O objectivo é responder à grande procura daqueles veículos ferroviários por parte das duas empresas mineiras que operam em Moçambique - a brasileira Vale do Rio Doce e a australiana Rio Tinto, que transportam carvão do interior para os portos da Beira e Nacala.
Estima-se que estas empresas venham a necessitar de 300 vagões por ano durante a próxima década, o que significa um volume de negócios da ordem dos 270 milhões de euros, tendo em conta que um vagão de via estreita pode custar 90 mil euros.
O consórcio que está a ser montado não tem ainda definido o capital social (que seria de 25% por cada um dos quatro sócios) nem o montante do investimento, mas deverá ser liderado pela Visabeira, grupo que já está implantado em Moçambique e que poderá fazer a comercialização do material.
A Martifer, por sua vez, que já esta presente no Brasil, Angola, Polónia e Roménia, vê neste projecto uma boleia para conquistar o mercado moçambicano.
O know-how ferroviário é, porém, decisivo, tendo a EMEF larga experiência na construção de vagões, de cuja fábrica, no Entroncamento, já saíram há alguns anos centenas de unidades para a Bósnia num negócio de exportação pontual. Neste momento, ultima um contrato de 300 vagões para a CP Carga e o futuro é, no curto e médio prazo, um deserto de encomendas no mercado nacional.
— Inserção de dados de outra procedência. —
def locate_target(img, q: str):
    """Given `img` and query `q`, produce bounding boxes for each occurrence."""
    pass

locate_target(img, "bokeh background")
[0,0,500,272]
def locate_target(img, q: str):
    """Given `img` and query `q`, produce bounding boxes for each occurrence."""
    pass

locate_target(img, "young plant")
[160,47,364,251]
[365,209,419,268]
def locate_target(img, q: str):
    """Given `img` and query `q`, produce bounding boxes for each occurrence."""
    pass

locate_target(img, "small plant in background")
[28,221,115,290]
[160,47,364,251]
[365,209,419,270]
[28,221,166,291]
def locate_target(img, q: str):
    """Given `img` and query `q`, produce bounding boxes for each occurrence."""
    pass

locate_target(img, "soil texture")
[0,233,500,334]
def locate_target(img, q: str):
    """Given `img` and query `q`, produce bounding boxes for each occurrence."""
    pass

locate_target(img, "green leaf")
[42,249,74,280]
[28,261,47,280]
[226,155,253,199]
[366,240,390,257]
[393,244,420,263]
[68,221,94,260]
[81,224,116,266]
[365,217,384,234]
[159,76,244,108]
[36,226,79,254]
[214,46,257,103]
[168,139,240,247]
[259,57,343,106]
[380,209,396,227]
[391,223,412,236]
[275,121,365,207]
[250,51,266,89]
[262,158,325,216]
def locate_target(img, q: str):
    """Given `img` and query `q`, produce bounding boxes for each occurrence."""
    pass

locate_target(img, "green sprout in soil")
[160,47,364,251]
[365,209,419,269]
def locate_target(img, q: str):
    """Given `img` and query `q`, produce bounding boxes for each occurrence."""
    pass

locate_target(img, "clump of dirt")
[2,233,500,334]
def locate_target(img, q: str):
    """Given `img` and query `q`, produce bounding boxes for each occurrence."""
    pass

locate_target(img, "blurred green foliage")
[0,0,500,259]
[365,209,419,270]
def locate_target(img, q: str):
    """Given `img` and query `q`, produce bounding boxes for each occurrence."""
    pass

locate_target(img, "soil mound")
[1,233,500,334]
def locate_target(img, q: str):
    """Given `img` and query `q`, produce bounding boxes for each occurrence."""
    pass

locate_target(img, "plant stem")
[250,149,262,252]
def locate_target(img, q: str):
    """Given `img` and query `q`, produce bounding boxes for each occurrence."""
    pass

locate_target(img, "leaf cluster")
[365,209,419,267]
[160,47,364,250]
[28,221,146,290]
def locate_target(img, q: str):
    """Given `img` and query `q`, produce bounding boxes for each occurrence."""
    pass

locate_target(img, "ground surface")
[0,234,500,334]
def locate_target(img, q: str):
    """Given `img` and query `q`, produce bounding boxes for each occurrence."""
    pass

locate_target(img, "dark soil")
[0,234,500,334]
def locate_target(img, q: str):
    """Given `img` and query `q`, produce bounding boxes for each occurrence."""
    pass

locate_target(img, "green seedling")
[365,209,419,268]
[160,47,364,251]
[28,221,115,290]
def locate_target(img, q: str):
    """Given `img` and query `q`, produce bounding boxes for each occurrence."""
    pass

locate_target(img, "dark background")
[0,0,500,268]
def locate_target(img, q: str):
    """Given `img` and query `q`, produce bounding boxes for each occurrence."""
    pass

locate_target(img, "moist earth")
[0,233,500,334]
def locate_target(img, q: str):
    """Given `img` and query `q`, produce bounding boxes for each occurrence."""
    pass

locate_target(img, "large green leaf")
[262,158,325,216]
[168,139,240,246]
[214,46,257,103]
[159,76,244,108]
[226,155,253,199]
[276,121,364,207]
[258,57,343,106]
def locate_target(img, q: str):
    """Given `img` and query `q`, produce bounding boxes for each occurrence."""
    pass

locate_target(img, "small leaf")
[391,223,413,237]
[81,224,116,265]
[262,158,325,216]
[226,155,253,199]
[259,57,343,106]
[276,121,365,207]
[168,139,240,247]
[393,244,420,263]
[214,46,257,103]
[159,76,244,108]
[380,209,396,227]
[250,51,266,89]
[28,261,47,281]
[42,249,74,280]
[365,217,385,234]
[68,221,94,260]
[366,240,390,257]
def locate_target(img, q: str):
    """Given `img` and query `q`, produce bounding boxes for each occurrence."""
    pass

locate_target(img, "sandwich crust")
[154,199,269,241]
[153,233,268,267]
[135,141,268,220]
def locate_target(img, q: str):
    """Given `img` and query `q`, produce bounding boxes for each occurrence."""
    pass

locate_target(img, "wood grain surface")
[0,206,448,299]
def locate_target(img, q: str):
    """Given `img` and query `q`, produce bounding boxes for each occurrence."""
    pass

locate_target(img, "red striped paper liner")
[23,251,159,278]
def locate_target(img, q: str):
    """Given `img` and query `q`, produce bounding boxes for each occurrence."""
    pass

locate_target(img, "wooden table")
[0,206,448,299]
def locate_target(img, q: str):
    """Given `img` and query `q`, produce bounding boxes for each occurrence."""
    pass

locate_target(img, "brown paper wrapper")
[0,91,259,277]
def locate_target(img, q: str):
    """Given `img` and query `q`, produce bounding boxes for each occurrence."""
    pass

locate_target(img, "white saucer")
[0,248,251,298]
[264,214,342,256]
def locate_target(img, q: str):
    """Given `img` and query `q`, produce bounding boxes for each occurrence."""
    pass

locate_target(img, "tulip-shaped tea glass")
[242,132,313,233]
O consórcio terá de decidir se os vagões para Moçambique seriam construídos em Portugal e enviados, desmontados, para Maputo, onde seriam terminados, ou se ali seriam integralmente fabricados.
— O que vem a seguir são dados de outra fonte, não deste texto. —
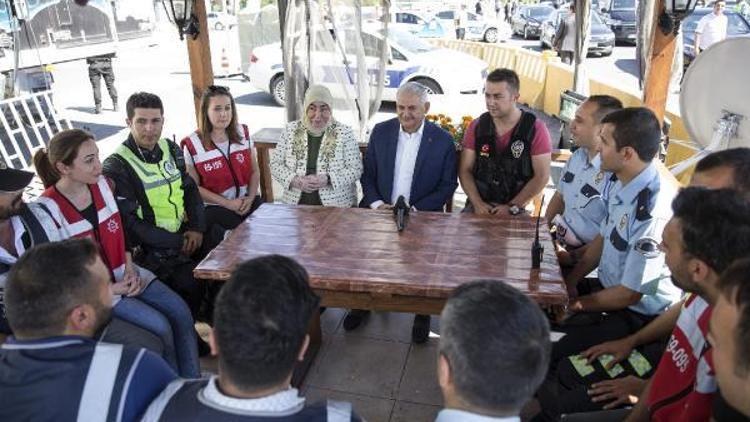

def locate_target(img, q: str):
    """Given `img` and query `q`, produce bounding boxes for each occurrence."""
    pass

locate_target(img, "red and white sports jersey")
[39,177,126,281]
[180,125,253,199]
[647,294,716,421]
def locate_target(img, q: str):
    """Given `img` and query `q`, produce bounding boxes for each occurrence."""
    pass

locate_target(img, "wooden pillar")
[643,0,682,122]
[186,0,214,121]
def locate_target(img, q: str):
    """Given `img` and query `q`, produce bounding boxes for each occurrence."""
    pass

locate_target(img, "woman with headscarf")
[271,85,362,207]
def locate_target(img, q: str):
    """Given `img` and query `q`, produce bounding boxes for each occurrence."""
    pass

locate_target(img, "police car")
[247,28,487,105]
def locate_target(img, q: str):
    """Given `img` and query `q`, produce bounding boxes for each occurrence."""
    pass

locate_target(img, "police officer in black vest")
[458,69,551,215]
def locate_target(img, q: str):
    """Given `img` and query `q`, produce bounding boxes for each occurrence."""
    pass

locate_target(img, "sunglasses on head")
[207,85,229,94]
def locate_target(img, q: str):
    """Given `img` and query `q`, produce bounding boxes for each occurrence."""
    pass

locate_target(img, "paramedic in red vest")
[181,85,260,230]
[103,92,217,324]
[34,129,200,378]
[539,187,750,421]
[458,69,552,215]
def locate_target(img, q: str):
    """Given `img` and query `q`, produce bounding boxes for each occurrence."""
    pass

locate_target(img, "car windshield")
[527,7,555,20]
[591,10,604,25]
[388,28,435,53]
[612,0,635,9]
[682,9,750,37]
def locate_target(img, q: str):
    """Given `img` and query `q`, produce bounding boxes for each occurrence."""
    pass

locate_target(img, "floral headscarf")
[302,85,333,133]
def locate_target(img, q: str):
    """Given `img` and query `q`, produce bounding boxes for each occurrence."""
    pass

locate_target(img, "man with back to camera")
[539,187,750,421]
[352,82,458,343]
[0,158,164,356]
[708,258,750,422]
[552,107,680,367]
[458,69,552,215]
[545,95,622,266]
[143,255,360,422]
[0,239,177,421]
[436,280,550,422]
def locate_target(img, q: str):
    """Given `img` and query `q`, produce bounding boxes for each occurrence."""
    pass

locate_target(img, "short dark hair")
[487,68,521,93]
[214,255,320,391]
[719,258,750,376]
[695,148,750,195]
[5,239,99,338]
[672,186,750,274]
[125,92,164,119]
[586,95,622,123]
[440,280,551,414]
[602,107,661,163]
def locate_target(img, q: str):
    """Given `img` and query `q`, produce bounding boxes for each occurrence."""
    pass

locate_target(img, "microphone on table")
[393,195,409,232]
[531,195,544,270]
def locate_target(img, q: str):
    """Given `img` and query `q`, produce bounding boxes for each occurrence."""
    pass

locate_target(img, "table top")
[195,204,568,304]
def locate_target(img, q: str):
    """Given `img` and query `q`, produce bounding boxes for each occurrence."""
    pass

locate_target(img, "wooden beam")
[643,0,676,122]
[186,0,214,121]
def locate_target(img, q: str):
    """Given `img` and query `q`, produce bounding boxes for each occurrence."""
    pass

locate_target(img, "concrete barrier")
[430,39,695,183]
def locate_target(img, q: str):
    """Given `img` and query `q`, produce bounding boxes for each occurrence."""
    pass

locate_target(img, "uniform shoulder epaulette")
[635,188,651,221]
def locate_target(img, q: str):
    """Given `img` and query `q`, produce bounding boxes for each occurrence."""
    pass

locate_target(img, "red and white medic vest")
[180,125,253,199]
[39,177,126,281]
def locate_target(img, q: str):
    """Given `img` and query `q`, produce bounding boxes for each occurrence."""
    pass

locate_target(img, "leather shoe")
[411,315,430,344]
[344,309,370,331]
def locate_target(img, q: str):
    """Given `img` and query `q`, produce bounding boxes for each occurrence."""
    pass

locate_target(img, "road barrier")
[0,91,72,169]
[430,39,695,183]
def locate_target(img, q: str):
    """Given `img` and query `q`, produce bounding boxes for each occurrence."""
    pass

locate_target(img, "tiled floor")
[198,308,442,422]
[303,308,442,422]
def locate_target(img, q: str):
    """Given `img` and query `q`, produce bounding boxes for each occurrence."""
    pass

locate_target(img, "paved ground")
[32,22,632,422]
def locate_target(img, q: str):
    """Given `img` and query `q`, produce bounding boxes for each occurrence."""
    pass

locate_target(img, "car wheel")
[414,79,443,94]
[484,28,497,44]
[271,75,286,107]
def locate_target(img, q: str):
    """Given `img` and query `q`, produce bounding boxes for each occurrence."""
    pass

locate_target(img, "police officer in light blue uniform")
[545,95,622,256]
[552,107,681,361]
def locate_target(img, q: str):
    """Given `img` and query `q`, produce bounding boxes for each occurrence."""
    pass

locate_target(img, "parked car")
[510,6,556,40]
[539,10,615,56]
[602,0,637,43]
[206,12,237,31]
[247,29,487,105]
[389,11,451,38]
[435,9,507,43]
[682,7,750,68]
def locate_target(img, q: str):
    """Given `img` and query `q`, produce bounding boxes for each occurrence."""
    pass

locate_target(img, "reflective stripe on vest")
[115,139,185,233]
[181,125,253,199]
[39,177,126,281]
[78,343,122,422]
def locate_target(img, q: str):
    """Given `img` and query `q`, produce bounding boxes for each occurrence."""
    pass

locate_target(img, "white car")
[435,9,510,43]
[206,12,237,31]
[247,29,487,105]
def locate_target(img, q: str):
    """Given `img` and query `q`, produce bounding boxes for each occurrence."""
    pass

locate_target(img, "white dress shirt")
[695,12,729,50]
[435,409,521,422]
[370,120,424,209]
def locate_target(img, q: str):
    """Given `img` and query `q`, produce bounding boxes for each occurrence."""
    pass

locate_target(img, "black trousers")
[89,59,117,106]
[535,341,665,421]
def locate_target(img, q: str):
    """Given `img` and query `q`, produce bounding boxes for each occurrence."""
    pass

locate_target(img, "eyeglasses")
[207,85,229,94]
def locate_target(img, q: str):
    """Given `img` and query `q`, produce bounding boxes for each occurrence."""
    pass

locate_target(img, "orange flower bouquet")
[425,114,474,151]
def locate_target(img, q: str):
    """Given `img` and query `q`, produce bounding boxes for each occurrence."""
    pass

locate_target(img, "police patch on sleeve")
[635,236,661,259]
[510,140,524,158]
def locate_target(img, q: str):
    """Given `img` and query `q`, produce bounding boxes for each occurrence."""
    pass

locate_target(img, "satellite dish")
[672,37,750,174]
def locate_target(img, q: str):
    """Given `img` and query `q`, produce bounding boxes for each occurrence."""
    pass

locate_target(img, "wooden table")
[195,204,568,385]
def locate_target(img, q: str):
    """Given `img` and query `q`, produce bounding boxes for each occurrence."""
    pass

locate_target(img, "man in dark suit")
[344,82,458,343]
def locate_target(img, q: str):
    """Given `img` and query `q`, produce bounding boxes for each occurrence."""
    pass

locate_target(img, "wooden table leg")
[292,311,323,388]
[256,148,273,204]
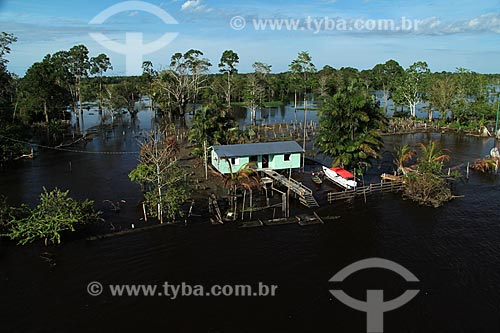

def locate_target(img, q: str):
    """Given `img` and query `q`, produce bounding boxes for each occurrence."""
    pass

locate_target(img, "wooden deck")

O projecto depara-se com a concorrência da China e da África do Sul, que estão também interessadas neste mercado. A primeira tem preços imbatíveis, embora os portugueses garantam uma melhor qualidade, e a segunda depara-se actualmente com falta de capacidade produtiva porque tem de satisfazer encomendas para os caminhos-de-ferro sul-africanos.
A EMEF tem também em curso um contrato com os caminhos-de-ferro suíços para fazer a manutenção de parte da frota de comboios pendulares. É um negócio superior a 2 milhões de euros que consiste na manutenção de 90 caixas de transmissão daquelas composições, que viajam da Suíça para as oficinas de Contumil (Porto) onde os técnicos portugueses procedem à sua revisão.
Este acordo tem origem em 2010, quando se rompeu uma sociedade helvético-italiana para a exploração conjunta de comboios pendulares. Na altura, a frota foi dividida ao meio, tendo a Suíça recorrido ao tnow-hoif português para poder fazer a manutenção da sua parte.
Num outro paradigma tecnológico, esta empresa do grupo CP foi chamada no ano passado a Angola para reabilitar locomotivas a diesel dos Caminhos-de-Ferro de Benguela.